Cavanaugh had still been hot when he got back. But smart enough to know he’d blundered. Bratty’s worry meter pegged out immediately. He liked Cavanaugh. Who was one of the most decent and most competent officers with whom he’d served. But Cavanaugh was a man with a temper. A mick to his bones.
“Sir, those bozos will probably end up in Baghdad,” Bratty had told him. “Let me go after them. I’ll find ’em. We’ll corral ’em for the night and send ’em home to mama in the morning.”
Cavanaugh had just nodded. With a grateful look on his face. But the bring-’em-back mission had been delayed by the arrival of the trucks to carry the crucified bodies to the rear. Time-sensitive mission, but that didn’t lessen the paperwork. And the escort tracks had clogged the narrow street. It had taken Bratty almost an hour to get on the road.
Tracking the CHART vehicles hadn’t been hard. Bratty just looked at the map and asked himself which route the dumbest-ass lieutenant he’d ever met would choose. Sure enough, they found the MOBIC vehicles and the bodies in the middle of the road on the western ridge, along a route that headed straight for friendly lines.

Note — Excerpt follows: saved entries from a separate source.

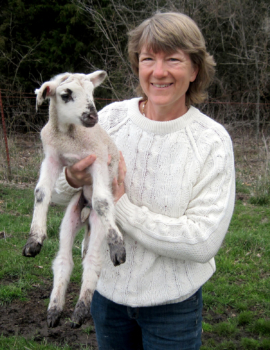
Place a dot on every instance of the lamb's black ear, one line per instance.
(97, 77)
(45, 91)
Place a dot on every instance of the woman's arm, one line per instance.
(198, 234)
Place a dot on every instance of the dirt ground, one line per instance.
(29, 320)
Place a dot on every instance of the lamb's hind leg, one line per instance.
(63, 263)
(102, 203)
(92, 264)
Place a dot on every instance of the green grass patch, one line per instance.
(20, 343)
(236, 298)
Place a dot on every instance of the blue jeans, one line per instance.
(165, 327)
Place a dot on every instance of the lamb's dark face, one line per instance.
(75, 102)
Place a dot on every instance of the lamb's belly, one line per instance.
(69, 159)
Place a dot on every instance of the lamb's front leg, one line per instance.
(49, 173)
(63, 263)
(102, 203)
(92, 265)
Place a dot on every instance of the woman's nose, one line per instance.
(160, 69)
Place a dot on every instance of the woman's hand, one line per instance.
(77, 176)
(118, 184)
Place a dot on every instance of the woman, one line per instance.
(174, 195)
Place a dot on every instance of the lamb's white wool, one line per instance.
(71, 134)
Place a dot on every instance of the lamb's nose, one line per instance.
(89, 118)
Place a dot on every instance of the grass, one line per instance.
(16, 207)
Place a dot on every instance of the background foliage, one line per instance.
(41, 39)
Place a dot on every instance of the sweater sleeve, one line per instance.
(198, 234)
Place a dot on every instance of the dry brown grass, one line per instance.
(25, 151)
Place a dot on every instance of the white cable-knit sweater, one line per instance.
(180, 190)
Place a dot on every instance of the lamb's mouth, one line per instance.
(89, 120)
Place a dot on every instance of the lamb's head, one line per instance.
(72, 96)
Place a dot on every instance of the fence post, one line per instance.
(5, 137)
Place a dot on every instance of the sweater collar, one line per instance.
(159, 127)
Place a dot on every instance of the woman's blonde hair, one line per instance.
(169, 32)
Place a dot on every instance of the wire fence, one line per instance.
(20, 112)
(19, 116)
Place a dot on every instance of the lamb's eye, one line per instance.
(67, 96)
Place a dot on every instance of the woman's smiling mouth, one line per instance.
(161, 85)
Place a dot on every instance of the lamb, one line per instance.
(71, 134)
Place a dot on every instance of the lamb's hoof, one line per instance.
(117, 253)
(53, 317)
(80, 313)
(32, 248)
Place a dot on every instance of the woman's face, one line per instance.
(164, 77)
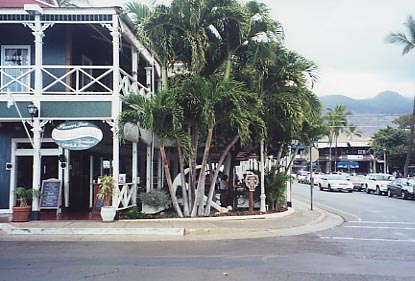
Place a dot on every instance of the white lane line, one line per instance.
(368, 239)
(379, 227)
(339, 211)
(384, 222)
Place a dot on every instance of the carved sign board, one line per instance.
(50, 197)
(251, 182)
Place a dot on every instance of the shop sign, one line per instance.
(77, 135)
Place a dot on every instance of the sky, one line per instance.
(346, 40)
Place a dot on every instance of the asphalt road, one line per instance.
(375, 243)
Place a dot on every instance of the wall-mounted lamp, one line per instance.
(33, 9)
(62, 159)
(33, 111)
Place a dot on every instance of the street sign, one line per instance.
(251, 182)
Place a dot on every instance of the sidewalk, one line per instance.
(295, 221)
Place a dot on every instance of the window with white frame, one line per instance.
(86, 72)
(14, 77)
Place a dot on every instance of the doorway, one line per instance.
(80, 181)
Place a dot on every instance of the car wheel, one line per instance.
(389, 193)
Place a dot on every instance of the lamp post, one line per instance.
(262, 197)
(36, 129)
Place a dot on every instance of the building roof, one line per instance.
(21, 3)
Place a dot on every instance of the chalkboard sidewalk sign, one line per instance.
(51, 194)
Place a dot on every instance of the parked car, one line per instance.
(358, 182)
(402, 187)
(334, 182)
(377, 183)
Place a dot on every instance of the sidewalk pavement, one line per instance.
(296, 221)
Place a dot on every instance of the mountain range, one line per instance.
(371, 114)
(386, 102)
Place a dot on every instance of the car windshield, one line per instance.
(336, 177)
(384, 178)
(409, 181)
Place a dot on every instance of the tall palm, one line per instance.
(353, 131)
(408, 42)
(336, 119)
(137, 11)
(281, 78)
(71, 3)
(163, 117)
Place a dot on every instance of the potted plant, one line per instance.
(105, 192)
(21, 213)
(154, 201)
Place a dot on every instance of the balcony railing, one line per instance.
(68, 80)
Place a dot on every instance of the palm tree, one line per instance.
(163, 117)
(408, 42)
(337, 121)
(353, 131)
(137, 11)
(70, 3)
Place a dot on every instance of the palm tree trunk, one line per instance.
(183, 181)
(169, 181)
(410, 143)
(215, 176)
(200, 191)
(193, 165)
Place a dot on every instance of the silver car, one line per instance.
(334, 182)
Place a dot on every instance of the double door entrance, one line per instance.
(73, 169)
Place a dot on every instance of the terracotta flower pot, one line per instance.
(21, 214)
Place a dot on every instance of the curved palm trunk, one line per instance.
(221, 160)
(200, 191)
(228, 67)
(193, 165)
(410, 143)
(183, 181)
(169, 181)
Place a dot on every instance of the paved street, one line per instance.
(375, 243)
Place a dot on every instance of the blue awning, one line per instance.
(347, 165)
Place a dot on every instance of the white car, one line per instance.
(378, 183)
(302, 176)
(358, 182)
(334, 182)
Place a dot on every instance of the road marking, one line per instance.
(379, 227)
(383, 222)
(368, 239)
(340, 211)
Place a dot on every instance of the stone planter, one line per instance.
(21, 214)
(108, 213)
(147, 209)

Bratty squatted down by a corpse that had been castrated and fed its own meat. The J’s were setting a pretty high standard for atrocities. First the crucifixions, then this. Just asking for it. And Dilworth Bratty had no objections to giving it to them. But something about the scene made him want to take a chaw of snuff and scratch his ass for a couple of minutes.
Sergeant Tisza came around the front end of a vehicle and stood before him. Boots in the moonlight.
“This stinks like white-trash pussy on Sunday morning,” Bratty said.
“Sergeant Major?”
“I said, ‘This stinks.’ That fake ambush. Supposed to make us think we’d wandered into the same kill zone, facing the same enemy that did all this. Now, you tell me, young sergeant, why the J’s didn’t make even a half-assed effort to hit anything when they opened up on us.”
“Because they wanted us to find the bodies?”
“Congratulations. You are ready for your E-6 board. This isn’t just a massacre. It’s a display. Now let’s see if you’re ready for your Smokey-the-Bear hat. If this is a calculated display, what does that tell you?”
“That it was planned?”
“You are a go at this station, Sergeant Tisza. But if it was planned, what was the one piece of critical information the J’s needed to make it happen?”
The buck sergeant thought for a moment. A fly did a touch-and-go landing on the corpse that lay between them.
“That somebody’d be coming this way.”
“Proceed directly to the Sergeants Major Academy. Somebody knew these poor sonsofbitches were coming this way. In sufficient time to set up an ambush, execute it, disfigure the bodies, then un-ass the AO. Except for Mutt and Jeff, who stayed behind to fire a couple of clips at us before running away as fast as their little legs could go.”
“Okay, I follow you.”
“Then let’s move on to the Sergeant-Major-of-the-Army test question, young sergeant: What’s wrong with this ambush? Not the potshots they took at us. I mean the first one. The one that left these poor buggers with their nuts stuffed down their throats.”
The buck sergeant thought it over. This time, he was stumped.
“No blasts,” Bratty said at last. “No mine craters. No signs of a roadside bomb. No blown-up vehicles. No evidence of any weaponry heavier than a machine gun used on them. And look at the bodies, for Christ’s sake. Look at all the head shots. Head shots. In the dark. And the J’s can’t shoot for shit. What does that tell you, Sergeant Tisza?”
“They were shot at close range.”
“And how do you get shot at close range? With no sign that you’ve put up a fight? Smell their weapons. Where are the shell casings from the turret MGs? How do you get yourself
A fly settled on a dead eye.
“You surrender,” Sergeant Tisza said.
“And from what you know of the MOBIC troops… They may have their faults, but how many of them do you think would surrender to the J’s without a fight?”
“So they didn’t surrender, you mean? I don’t get it.”